= Movement director =

A movement director creates physical vocabularies through actor movement in various production settings, including theatre, television, film, opera, fashion, and animation.

==Background==
Movement directors work with directors, performers and other members of the creative team to develop the physical language of a production. Their work may include devising movement, researching physical behaviour, and developing exercises or training methods for performers. The movement director may create and research information about etiquette, proxemics, gestural language, social codes, a character's condition (related to medical conditions within their historical context, and factors such as inebriation, pregnancy, etc.), and personal journey (e.g., ageing). They are also responsible for specialist movement such as period dances, falling techniques, acrobatics, animal work, and chorus movements.

Although choreography may be part of a movement director's skill set, not all choreographers are movement directors. For instance, primate movement consultant Peter Elliot worked on Greystoke: The Legend of Tarzan, Lord of the Apes, showcasing specialized movement consulting that diverges from traditional choreography. In recent years, fashion campaigns and shows have employed movement directors like Stephen Galloway and Ryan Heffington to enhance the presentation of models and clothing on runways.

==History==

===In Britain===
The title of "movement director" has existed since the early 20th century, although rarely mentioned in credits.
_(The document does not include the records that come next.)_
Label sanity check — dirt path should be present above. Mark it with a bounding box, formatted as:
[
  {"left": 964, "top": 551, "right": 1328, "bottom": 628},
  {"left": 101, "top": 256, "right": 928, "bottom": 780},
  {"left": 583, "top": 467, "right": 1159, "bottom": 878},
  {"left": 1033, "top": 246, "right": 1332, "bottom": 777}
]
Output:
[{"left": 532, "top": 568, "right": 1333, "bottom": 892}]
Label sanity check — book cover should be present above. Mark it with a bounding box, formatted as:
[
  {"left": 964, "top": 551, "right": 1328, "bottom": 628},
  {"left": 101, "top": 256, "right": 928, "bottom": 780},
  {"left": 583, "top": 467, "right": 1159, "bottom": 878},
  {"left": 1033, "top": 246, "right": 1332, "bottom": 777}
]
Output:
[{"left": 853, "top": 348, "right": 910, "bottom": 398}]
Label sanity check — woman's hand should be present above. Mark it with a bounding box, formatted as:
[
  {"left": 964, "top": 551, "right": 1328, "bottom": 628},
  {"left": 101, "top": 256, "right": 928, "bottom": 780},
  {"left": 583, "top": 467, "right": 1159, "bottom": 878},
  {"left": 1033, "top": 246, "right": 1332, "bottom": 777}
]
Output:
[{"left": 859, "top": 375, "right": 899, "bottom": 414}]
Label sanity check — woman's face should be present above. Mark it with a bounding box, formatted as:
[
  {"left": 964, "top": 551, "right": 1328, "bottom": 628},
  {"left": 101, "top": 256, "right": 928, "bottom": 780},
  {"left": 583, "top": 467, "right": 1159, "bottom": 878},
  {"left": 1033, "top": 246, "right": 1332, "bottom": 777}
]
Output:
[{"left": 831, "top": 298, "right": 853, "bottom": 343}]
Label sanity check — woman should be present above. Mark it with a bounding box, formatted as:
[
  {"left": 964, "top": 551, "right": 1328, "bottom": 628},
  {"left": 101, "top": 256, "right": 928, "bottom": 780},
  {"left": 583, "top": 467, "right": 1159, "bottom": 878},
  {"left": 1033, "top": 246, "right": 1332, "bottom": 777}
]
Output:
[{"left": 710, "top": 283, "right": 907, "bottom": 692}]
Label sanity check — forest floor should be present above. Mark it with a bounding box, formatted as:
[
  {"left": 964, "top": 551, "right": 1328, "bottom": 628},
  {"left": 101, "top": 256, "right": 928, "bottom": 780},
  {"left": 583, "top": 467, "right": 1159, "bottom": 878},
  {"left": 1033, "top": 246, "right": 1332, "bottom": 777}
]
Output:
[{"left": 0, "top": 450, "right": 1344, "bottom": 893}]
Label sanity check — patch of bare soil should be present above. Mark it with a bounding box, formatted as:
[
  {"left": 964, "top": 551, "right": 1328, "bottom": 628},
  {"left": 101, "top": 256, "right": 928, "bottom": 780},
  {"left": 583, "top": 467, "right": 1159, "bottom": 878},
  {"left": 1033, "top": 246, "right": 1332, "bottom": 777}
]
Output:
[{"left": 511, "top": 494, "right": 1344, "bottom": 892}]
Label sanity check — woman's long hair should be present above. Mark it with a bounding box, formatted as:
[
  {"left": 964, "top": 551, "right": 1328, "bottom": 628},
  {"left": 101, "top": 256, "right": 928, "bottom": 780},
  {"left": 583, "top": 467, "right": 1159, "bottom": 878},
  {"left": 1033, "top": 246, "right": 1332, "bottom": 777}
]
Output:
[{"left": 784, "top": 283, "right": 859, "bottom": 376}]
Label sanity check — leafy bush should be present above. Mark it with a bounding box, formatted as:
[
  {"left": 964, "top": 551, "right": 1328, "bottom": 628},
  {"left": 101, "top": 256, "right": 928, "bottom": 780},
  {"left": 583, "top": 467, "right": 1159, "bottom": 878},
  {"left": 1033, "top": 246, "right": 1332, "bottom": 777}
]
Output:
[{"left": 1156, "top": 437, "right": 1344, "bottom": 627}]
The National Theatre created the role "Head of Movement", first held by Jane Gibson. Glynn MacDonald has long been the Master of Movement at the Shakespeare's Globe, while Struan Leslie became the Royal Shakespeare Company's head of movement in 2009.

Contemporary movement directors discussed by Ayse Tashkiran include Jane Gibson, Kate Flatt, Sue Lefton, Struan Leslie, Steven Hoggett, Polly Bennett, and Toby Sedgwick. The influences of Jacques Lecoq and Rudolf Laban have been foundational in British theatre movement, shaping practitioners like Claude Chagrin and Michel Saint-Denis.

In 2020, the Movement Directors in Contemporary Theatre: Conversations on Craft by Ayse Tashkiran was published, marking the first book dedicated to contemporary movement direction practices. In 2022, Kate Flatt published Movement Direction: Developing Physical Narrative for Performance.

===Contemporary developments===
Movement directors have been advocating for formal recognition of their profession. Training programs are available at institutions like the Royal Central School of Speech and Drama, where Ayse Tashkiran leads the Master of Arts/Master of Fine Arts programme in Movement: Directing and Teaching. Gavin Robins is the head of movement at the Australian National Institute of Dramatic Art (NIDA); his work includes King Kong in Melbourne and on Broadway, and the Sydney Olympic Opening Ceremony. In 2020, the Movement Director's Association was established to represent professionals in the UK.